Pedro m'a raconté, autour d'un verre, l'histoire qui lui avait fait détester la papaye. Il était alors avocat indigéniste, espagnol, passionné, beau. Dans les années soixante-dix, il exerçait en Amazonie péruvienne, plus spécifiquement dans la zone de l'Alto Marañón, dans la région Aguaruna. Les Aguarunas ou Aguayún ont toujours été une communauté combative. À l'arrivée d'organisations comme « Racimos de Ungurahui » – celle dans laquelle Pedro travaillait –, ils ont pu se regrouper en assemblées, créer un support légal et obtenir une représentativité pour défendre leur revendications sur les territoires, et leurs droits en tant que communauté, non seulement vis-à-vis de l'étranger, mais aussi vis-à-vis de l'État péruvien.
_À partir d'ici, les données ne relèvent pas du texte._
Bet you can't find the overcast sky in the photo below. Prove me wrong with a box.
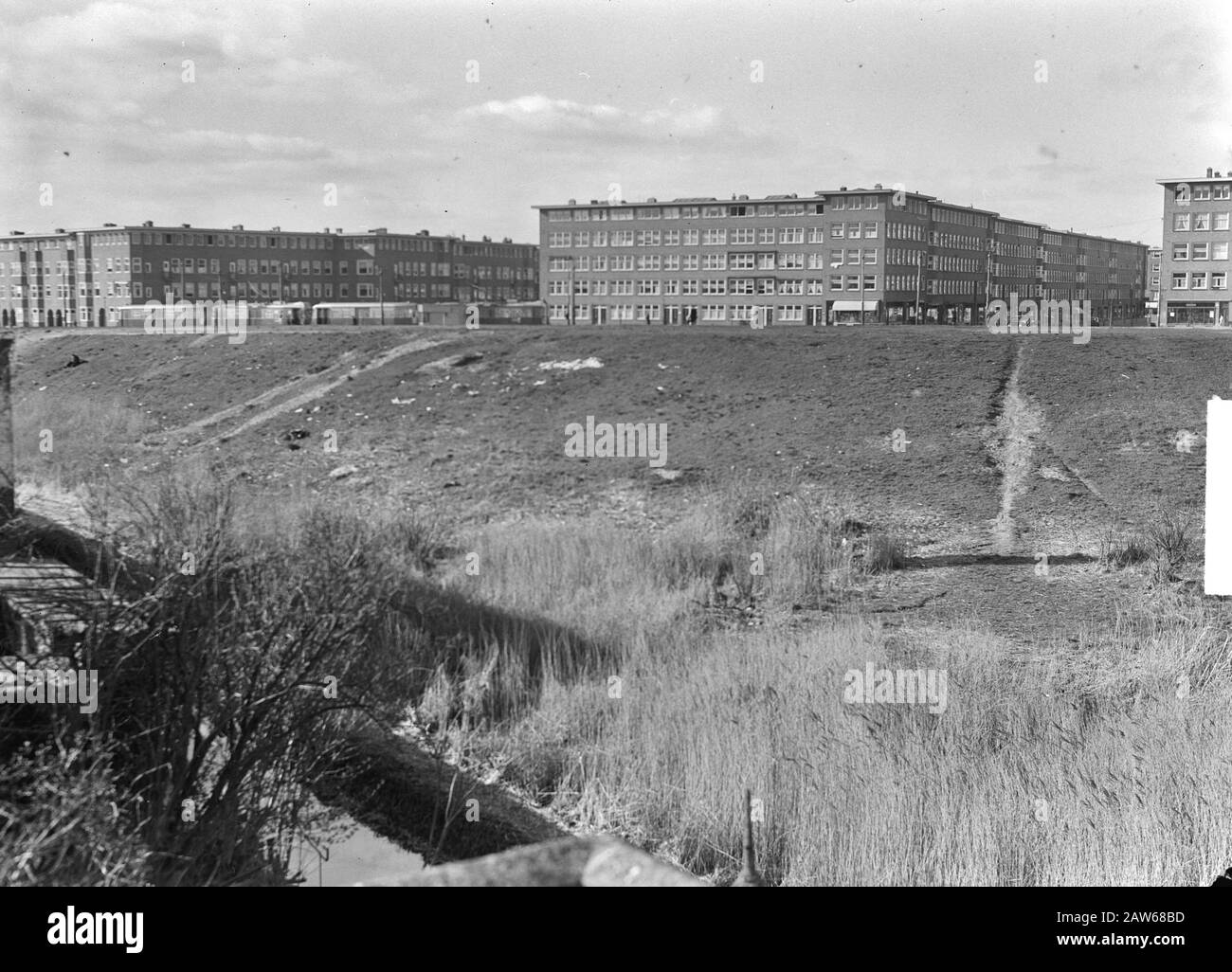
[0,0,1232,245]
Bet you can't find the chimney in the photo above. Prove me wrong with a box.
[0,333,16,524]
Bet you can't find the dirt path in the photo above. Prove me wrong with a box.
[163,336,459,448]
[871,343,1143,644]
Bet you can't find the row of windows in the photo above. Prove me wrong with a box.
[1173,182,1232,206]
[549,304,805,324]
[547,223,847,249]
[1171,243,1228,260]
[1171,213,1228,233]
[547,202,837,223]
[547,249,877,274]
[0,279,485,300]
[1171,271,1228,291]
[0,256,536,280]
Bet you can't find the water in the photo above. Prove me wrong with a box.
[293,820,424,887]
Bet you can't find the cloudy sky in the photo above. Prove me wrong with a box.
[0,0,1232,243]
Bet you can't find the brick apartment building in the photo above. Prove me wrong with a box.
[534,184,1147,324]
[1147,246,1163,321]
[0,223,538,327]
[1158,169,1232,325]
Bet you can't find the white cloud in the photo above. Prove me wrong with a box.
[460,95,719,140]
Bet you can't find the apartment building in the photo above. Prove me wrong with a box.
[534,184,1147,324]
[1158,169,1232,325]
[0,222,538,327]
[1147,246,1163,324]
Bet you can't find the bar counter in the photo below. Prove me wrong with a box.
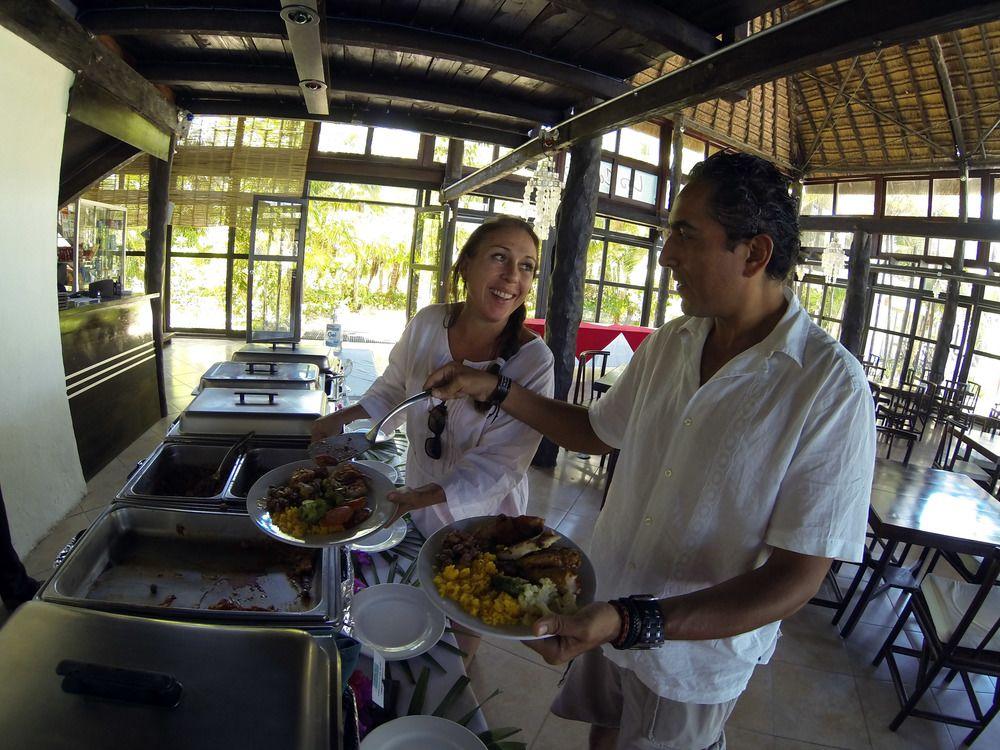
[59,294,160,479]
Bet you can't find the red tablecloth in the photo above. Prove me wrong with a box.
[524,318,654,354]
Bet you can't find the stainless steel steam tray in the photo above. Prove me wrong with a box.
[41,503,340,625]
[117,441,308,512]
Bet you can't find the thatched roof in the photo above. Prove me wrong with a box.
[60,0,1000,175]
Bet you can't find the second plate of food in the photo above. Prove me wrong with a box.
[417,515,597,640]
[247,460,396,547]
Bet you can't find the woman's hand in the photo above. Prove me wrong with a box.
[311,410,347,443]
[424,362,500,401]
[311,404,370,443]
[523,602,622,664]
[386,484,445,526]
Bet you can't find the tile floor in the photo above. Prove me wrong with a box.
[0,338,1000,750]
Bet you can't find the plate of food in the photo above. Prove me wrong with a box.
[417,515,597,640]
[247,460,396,547]
[361,715,486,750]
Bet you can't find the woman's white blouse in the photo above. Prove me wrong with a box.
[358,305,553,534]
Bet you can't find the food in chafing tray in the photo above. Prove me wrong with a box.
[264,464,371,537]
[434,515,582,626]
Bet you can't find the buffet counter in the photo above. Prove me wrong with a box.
[59,294,160,479]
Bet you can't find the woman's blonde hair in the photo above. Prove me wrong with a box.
[444,215,542,408]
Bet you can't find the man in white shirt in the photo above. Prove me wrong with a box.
[428,153,875,750]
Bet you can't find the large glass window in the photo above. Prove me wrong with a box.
[584,217,655,325]
[885,180,931,216]
[167,225,229,332]
[969,310,1000,414]
[316,122,368,154]
[836,180,875,216]
[799,182,834,216]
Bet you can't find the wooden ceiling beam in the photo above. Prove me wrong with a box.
[549,0,722,59]
[899,42,940,159]
[802,64,859,170]
[951,27,989,156]
[80,8,632,99]
[281,0,330,115]
[0,0,179,138]
[924,36,966,161]
[178,97,527,148]
[873,56,916,161]
[138,63,563,123]
[441,0,1000,201]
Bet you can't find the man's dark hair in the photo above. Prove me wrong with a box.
[690,151,801,281]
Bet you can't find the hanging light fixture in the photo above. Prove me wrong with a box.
[931,277,948,298]
[521,154,562,242]
[820,234,847,284]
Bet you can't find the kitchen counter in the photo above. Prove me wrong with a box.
[59,294,161,479]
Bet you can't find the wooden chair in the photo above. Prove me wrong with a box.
[832,529,937,638]
[875,399,923,466]
[933,419,992,491]
[573,349,611,406]
[873,549,1000,745]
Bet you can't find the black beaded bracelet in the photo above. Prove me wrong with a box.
[486,375,513,422]
[611,594,666,650]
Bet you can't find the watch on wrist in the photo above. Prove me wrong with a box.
[610,594,666,650]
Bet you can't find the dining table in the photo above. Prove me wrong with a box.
[840,458,1000,638]
[524,318,656,356]
[955,429,1000,492]
[592,363,628,395]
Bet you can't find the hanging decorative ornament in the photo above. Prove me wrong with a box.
[521,155,562,242]
[820,234,847,284]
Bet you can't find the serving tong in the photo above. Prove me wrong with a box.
[209,430,255,482]
[308,389,431,464]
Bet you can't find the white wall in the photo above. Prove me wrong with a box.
[0,27,86,556]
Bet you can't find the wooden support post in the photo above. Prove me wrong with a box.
[931,162,969,382]
[840,231,872,359]
[653,117,684,328]
[146,137,176,417]
[532,138,601,467]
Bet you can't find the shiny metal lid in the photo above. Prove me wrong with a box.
[180,388,326,435]
[201,362,319,388]
[0,601,339,750]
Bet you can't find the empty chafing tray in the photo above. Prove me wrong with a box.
[39,503,342,625]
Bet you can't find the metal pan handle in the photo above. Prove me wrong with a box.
[246,362,278,375]
[56,659,184,708]
[233,390,278,406]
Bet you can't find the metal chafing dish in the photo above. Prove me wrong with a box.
[233,344,340,372]
[117,438,309,512]
[118,443,245,507]
[39,503,342,627]
[200,361,320,391]
[0,601,343,750]
[178,388,327,438]
[226,447,309,501]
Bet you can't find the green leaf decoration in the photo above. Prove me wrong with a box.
[476,727,521,744]
[433,674,470,716]
[399,661,417,685]
[437,641,469,659]
[420,651,448,674]
[456,688,503,727]
[403,561,417,583]
[382,552,399,583]
[406,667,431,716]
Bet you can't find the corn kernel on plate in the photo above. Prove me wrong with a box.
[247,459,396,547]
[417,516,597,641]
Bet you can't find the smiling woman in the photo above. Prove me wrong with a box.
[313,216,552,548]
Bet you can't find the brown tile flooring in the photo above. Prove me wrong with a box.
[0,338,1000,750]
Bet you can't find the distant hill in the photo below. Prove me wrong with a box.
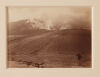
[8,19,46,35]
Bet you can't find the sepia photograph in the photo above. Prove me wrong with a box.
[7,6,92,68]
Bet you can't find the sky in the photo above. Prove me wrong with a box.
[8,6,91,29]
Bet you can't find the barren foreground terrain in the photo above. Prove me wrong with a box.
[8,29,91,68]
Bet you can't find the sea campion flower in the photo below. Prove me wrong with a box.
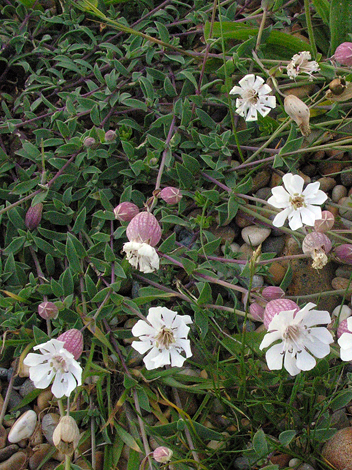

Pendant l'année 1979 Werner Herzog préparait le tournage de Fitzccarraldo. La région retenue était l'Alto Marañón. Les conditions offertes par la production, les atteintes à l'environnement, et envers la communauté ont compliqué la négociation avec les Aguarunas et les Huambisa. La production de Herzog avait négocié avec l'État péruvien, mais les décisions ont été prises de façon unilatérale, sans consultation des assemblées Aguayún. Les populations de ce territoire ont paralysé le tournage dans la région, et une des conséquences a conduit à ce que l'État péruvien demande l'arrestation de Pedro et d'autres professionnels pour « faire obstacle aux investissements étrangers ». Pedro s'est échappé de la jungle truffée de bases militaires, caché dans un camion de papayes.
Après quelques mois de silence dans l'environnement urbain, il a décidé de repartir en Amazonie, pour terminer son travail. Le temps, la chaleur, ou l'humidité ont été des conditions suffisantes pour le faire passer inaperçu. Pedro se rendait dans les bases militaires pour jouer au foot avec ces mêmes uniformes qui, quelques mois auparavant, le traquaient.